Di dinding bawah tiap stasi sudah tertempel rapi prasasti dari lempengan marmer, berisi nama pemberi sumbangan sehingga bangunan stasi itu dapat terwujud. Mungkin ini salah satu alasan kenapa pembangunan tiap stasi tidak selesai secara bersama-sama, atau mungkin juga memang jadwal pembangunan yang bertahap. Anggap saja alasan logisnya merupakan kemungkinan kedua.

Aku mencoba tetap berpikir positif. Mungkin prasasti yang terpasang itu diberikan sebagai tanda penghargaan bagi para donatur, bukan sebagai ajang pamer. Karena buat apa pamer kekayaan, apalagi di hadapan Tuhan? Konyol sekali kalau aku sampai berpikir seperti itu.






Menapaki anak-anak tangga sampai ke lereng bukit, tempat pelataran doa ini cukup membuatku kepayahan.

Beberapa jalan salib lama yang terbuat dari gambar yang dicetak seadanya dengan printer rumahan, dilaminating dan ditempelkan pada salib bambu sudah banyak yang hilang. Pun yang masih tersisa sudah tidak utuh lagi bentuknya.

Ada sebuah spanduk yang membuatku tergelitik membacanya ketika aku sejenak berhenti untuk mengatur nafas.

Sebuah ajakan untuk menyumbangkan dana demi perluasan TDS ini dengan cara membeli kapling-kapling tanah di sekitar TDS dengan harga Rp 75.000/ m² dengan iming-iming sebuah 'tabungan surgawi'. 

Mungkin panitia pembangunan ini mengambil ayat dari Injil Matius, 
"... "Janganlah kamu mengumpulkan harta di bumi; di bumi ngengat dan karat merusakkannya dan pencuri membongkar serta mencurinya. Tetapi kumpulkanlah bagimu harta di sorga; di sorga ngengat dan karat tidak merusakkannya dan pencuri tidak membongkar serta mencurinya..." (Mat 6: 19-20)
Bagus juga ajakan mereka. Sah-sah saja (menurutku) untuk mengartikan sabda Tuhan, yaitu mendermakan harta kita untuk diberikan kepada pengelola untuk kemudian digunakan untuk membeli tanah demi perluasan TDS, toh artinya tidak melulu pengelola atau panitia menggantungkan dana pada paroki atau keuskupan.

Dua buah spanduk super lebar dipasang tak jauh dari situ, berisi rekapitulasi dana sumbangan.




Akhirnya sampai juga di pelataran TDS ini. Suasanya seingatku makin sejuk, asri dan rindang. Jalan setapak dan penataannya lebih rapi.
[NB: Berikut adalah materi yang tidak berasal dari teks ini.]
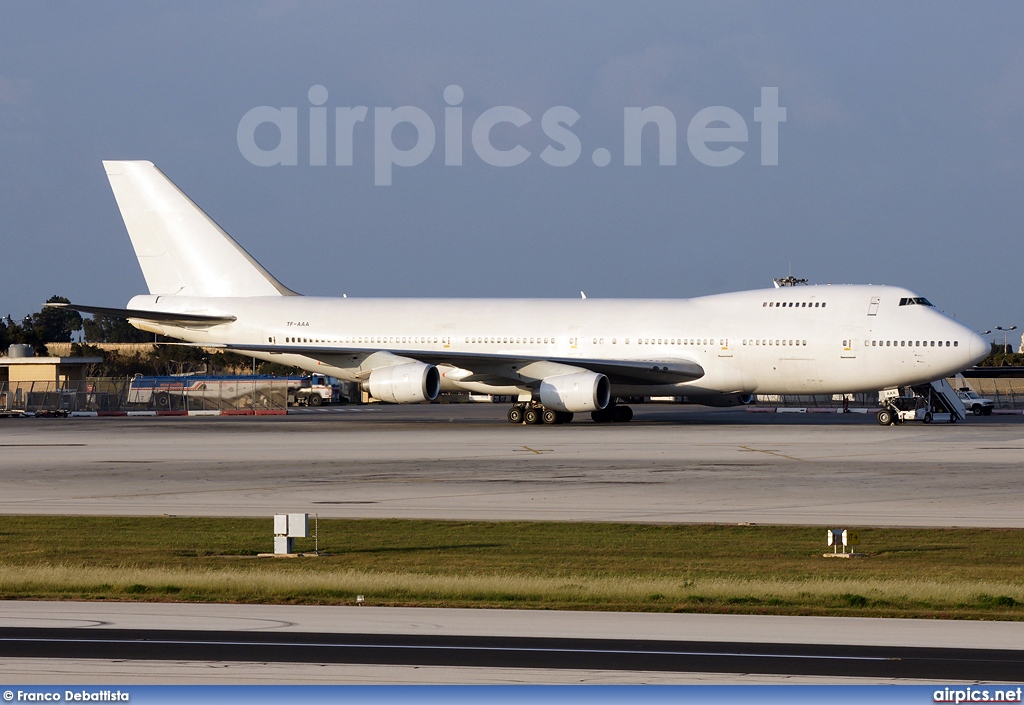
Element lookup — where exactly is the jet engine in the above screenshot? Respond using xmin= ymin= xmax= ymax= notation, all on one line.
xmin=541 ymin=372 xmax=611 ymax=412
xmin=369 ymin=363 xmax=441 ymax=404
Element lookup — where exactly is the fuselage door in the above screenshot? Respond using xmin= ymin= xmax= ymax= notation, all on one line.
xmin=839 ymin=328 xmax=861 ymax=360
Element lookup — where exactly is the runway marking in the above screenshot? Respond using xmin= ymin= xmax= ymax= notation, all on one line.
xmin=512 ymin=446 xmax=554 ymax=455
xmin=739 ymin=446 xmax=806 ymax=462
xmin=0 ymin=443 xmax=88 ymax=448
xmin=0 ymin=636 xmax=903 ymax=661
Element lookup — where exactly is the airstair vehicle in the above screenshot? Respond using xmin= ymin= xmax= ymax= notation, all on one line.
xmin=878 ymin=379 xmax=967 ymax=426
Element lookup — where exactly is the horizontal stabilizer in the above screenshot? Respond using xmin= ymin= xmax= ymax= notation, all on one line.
xmin=46 ymin=303 xmax=236 ymax=326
Tidak ada yang berubah pada susunan patung Yesus maupun Gua Maria, hanya penambahan beberapa pot berisi tanaman yang menjadikan suasana jadi lebih sejuk. Air yang keluar dari keran juga lebih jernih, segar dan tak berasa (karena pada kunjungan sebelumnya, air masih berasa tanah).
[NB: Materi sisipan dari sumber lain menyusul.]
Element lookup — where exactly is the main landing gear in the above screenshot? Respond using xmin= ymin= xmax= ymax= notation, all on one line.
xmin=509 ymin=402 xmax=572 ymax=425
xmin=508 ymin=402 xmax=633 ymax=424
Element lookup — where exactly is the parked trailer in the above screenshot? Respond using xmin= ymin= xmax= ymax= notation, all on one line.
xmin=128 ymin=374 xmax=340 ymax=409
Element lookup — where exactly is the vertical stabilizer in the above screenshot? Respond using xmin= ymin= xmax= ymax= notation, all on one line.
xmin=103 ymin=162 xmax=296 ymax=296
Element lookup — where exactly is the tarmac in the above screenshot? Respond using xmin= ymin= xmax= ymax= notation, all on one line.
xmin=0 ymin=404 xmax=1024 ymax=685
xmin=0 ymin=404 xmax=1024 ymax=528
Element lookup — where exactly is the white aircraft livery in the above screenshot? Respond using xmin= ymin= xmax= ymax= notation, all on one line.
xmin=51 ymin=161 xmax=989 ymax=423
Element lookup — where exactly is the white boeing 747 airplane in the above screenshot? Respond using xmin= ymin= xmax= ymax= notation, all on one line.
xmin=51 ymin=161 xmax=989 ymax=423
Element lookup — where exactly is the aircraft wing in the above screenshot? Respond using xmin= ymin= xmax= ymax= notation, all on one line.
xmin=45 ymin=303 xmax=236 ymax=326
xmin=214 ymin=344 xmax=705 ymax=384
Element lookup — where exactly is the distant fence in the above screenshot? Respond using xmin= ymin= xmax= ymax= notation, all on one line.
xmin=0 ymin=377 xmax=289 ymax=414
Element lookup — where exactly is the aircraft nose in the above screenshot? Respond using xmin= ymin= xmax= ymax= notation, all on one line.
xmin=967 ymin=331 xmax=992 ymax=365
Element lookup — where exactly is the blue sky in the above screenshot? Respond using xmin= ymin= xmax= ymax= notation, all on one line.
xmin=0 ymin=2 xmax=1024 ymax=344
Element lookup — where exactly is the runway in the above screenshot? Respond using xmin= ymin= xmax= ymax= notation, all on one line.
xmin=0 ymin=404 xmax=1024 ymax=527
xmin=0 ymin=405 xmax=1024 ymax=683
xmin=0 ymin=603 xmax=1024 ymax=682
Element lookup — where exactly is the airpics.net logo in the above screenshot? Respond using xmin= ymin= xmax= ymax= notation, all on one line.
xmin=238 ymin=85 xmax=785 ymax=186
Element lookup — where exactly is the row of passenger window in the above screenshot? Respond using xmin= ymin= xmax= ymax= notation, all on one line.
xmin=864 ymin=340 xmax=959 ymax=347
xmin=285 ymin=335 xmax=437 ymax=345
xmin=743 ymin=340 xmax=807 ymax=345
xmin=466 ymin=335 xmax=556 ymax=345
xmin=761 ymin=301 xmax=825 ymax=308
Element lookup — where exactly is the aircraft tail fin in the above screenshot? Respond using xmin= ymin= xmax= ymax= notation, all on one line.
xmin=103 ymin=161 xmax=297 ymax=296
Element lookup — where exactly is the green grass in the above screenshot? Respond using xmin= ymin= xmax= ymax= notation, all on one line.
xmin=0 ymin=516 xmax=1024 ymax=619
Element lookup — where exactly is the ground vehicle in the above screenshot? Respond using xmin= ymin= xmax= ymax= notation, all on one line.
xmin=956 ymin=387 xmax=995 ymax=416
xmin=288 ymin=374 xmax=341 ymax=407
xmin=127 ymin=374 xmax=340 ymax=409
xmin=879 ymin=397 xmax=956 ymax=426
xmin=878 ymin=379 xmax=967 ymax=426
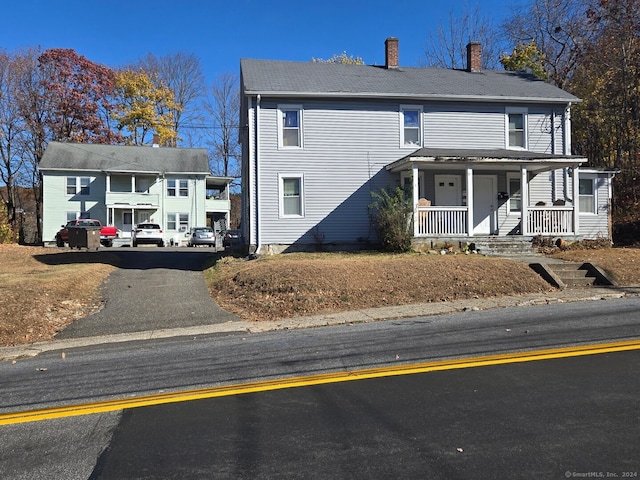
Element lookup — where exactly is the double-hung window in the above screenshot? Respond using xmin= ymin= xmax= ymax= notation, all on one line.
xmin=280 ymin=175 xmax=304 ymax=217
xmin=505 ymin=108 xmax=527 ymax=150
xmin=507 ymin=173 xmax=522 ymax=212
xmin=167 ymin=213 xmax=189 ymax=232
xmin=167 ymin=178 xmax=189 ymax=197
xmin=278 ymin=105 xmax=302 ymax=148
xmin=400 ymin=105 xmax=422 ymax=147
xmin=67 ymin=177 xmax=91 ymax=195
xmin=578 ymin=178 xmax=596 ymax=213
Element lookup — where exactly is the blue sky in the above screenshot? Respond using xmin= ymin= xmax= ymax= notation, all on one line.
xmin=0 ymin=0 xmax=514 ymax=84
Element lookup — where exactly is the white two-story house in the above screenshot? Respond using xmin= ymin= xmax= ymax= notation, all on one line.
xmin=39 ymin=142 xmax=232 ymax=248
xmin=240 ymin=38 xmax=613 ymax=253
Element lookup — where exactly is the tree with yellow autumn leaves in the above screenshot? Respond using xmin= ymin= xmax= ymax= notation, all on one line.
xmin=111 ymin=70 xmax=179 ymax=147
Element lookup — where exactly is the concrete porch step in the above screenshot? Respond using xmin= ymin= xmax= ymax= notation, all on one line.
xmin=529 ymin=262 xmax=615 ymax=289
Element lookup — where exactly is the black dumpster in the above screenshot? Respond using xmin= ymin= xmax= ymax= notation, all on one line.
xmin=69 ymin=227 xmax=100 ymax=250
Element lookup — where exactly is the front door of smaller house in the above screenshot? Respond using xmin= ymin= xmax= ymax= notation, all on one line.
xmin=122 ymin=212 xmax=133 ymax=237
xmin=433 ymin=175 xmax=462 ymax=207
xmin=473 ymin=175 xmax=498 ymax=235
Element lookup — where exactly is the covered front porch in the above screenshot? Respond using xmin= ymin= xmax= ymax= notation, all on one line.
xmin=387 ymin=148 xmax=586 ymax=238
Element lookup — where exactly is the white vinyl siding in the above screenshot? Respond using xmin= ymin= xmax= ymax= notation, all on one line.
xmin=248 ymin=98 xmax=584 ymax=247
xmin=422 ymin=103 xmax=504 ymax=150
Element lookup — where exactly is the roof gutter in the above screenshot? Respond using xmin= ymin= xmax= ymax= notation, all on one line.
xmin=240 ymin=91 xmax=582 ymax=105
xmin=254 ymin=94 xmax=262 ymax=255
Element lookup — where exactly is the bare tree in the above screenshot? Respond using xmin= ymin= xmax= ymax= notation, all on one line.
xmin=137 ymin=52 xmax=205 ymax=146
xmin=14 ymin=48 xmax=51 ymax=241
xmin=423 ymin=5 xmax=502 ymax=69
xmin=205 ymin=73 xmax=240 ymax=177
xmin=0 ymin=51 xmax=23 ymax=232
xmin=503 ymin=0 xmax=597 ymax=88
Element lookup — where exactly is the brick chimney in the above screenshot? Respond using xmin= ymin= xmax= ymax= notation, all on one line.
xmin=384 ymin=37 xmax=398 ymax=68
xmin=467 ymin=42 xmax=482 ymax=72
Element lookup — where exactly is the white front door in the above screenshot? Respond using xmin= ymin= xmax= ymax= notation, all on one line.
xmin=122 ymin=212 xmax=133 ymax=238
xmin=433 ymin=175 xmax=462 ymax=207
xmin=473 ymin=175 xmax=498 ymax=235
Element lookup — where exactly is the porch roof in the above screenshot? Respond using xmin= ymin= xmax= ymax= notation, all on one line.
xmin=386 ymin=148 xmax=587 ymax=173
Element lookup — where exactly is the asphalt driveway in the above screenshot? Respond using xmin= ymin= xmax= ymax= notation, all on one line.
xmin=56 ymin=247 xmax=240 ymax=339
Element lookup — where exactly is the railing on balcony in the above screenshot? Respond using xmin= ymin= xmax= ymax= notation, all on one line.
xmin=416 ymin=207 xmax=467 ymax=236
xmin=105 ymin=192 xmax=160 ymax=207
xmin=204 ymin=197 xmax=231 ymax=212
xmin=527 ymin=207 xmax=574 ymax=235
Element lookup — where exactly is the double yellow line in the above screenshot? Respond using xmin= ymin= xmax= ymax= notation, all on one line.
xmin=0 ymin=340 xmax=640 ymax=425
Perubahan-perubahan ini juga kuyakin tak lepas dari campur tangan Tuhan sendiri. Sama halnya ketika Yesus membuka hati orang-orang yang mendengarkan khotbah-Nya di bukit untuk saling berbagi, sehingga lima ribu orang itu dapat makan sampai kenyang, kini Ia berbuat hal yang sama yaitu membuka hati tiap orang untuk mau mendermakan milik mereka demi kemuliaan Tuhan.

Melihat sebuah spanduk besar di dalam pelataran tentang jadwal novena yang baru saja berakhir 1 Juni 2014 lalu, dan kembali akan digelar Bulan Oktober mendatang. Sebuah alamat web TDS tertera di bagian bawahnya. Menarik, ketika sekarang tak hanya keuskupan, paroki dan kelompok katergorial, namun juga tempat-tempat ziarah sudah mulai mewartakan karya Tuhan lewat dunia maya. 

Mengunjungi alamat web yang berbasis pada sebuah blog, terdapat sebuah halaman berisi sejarah TDS. Ternyata tempat ini mulai dirintis pada tahun 1985. 

"Kita yang memulai, Tuhan yang menyelesaikan", menjadi sebuah kalimat kunci semangat para pengelola dan panitia pembangunan untuk terus bekerja demi terwujudnya tempat ziarah yang kemudian diberi nama "Taman Doa dan Semadi Bukit Kendalisodo".

Pengunjung blog ini juga dapat ikut mengunjungi alamat mereka dan membaca sejarah TDS di sini.

Berikut ada perbandingan foto kunjungan pertama di Bulan Desember 2012 lalu dengan kunjungan terakhir awal Agustus 2014 lalu.








Bagi para pembaca yang hendak mengunjungi TDS, dapat mengikuti peta dan memasukkan koordinat GPS berikut:



Selamat berziarah, berdoa dan bersemadi.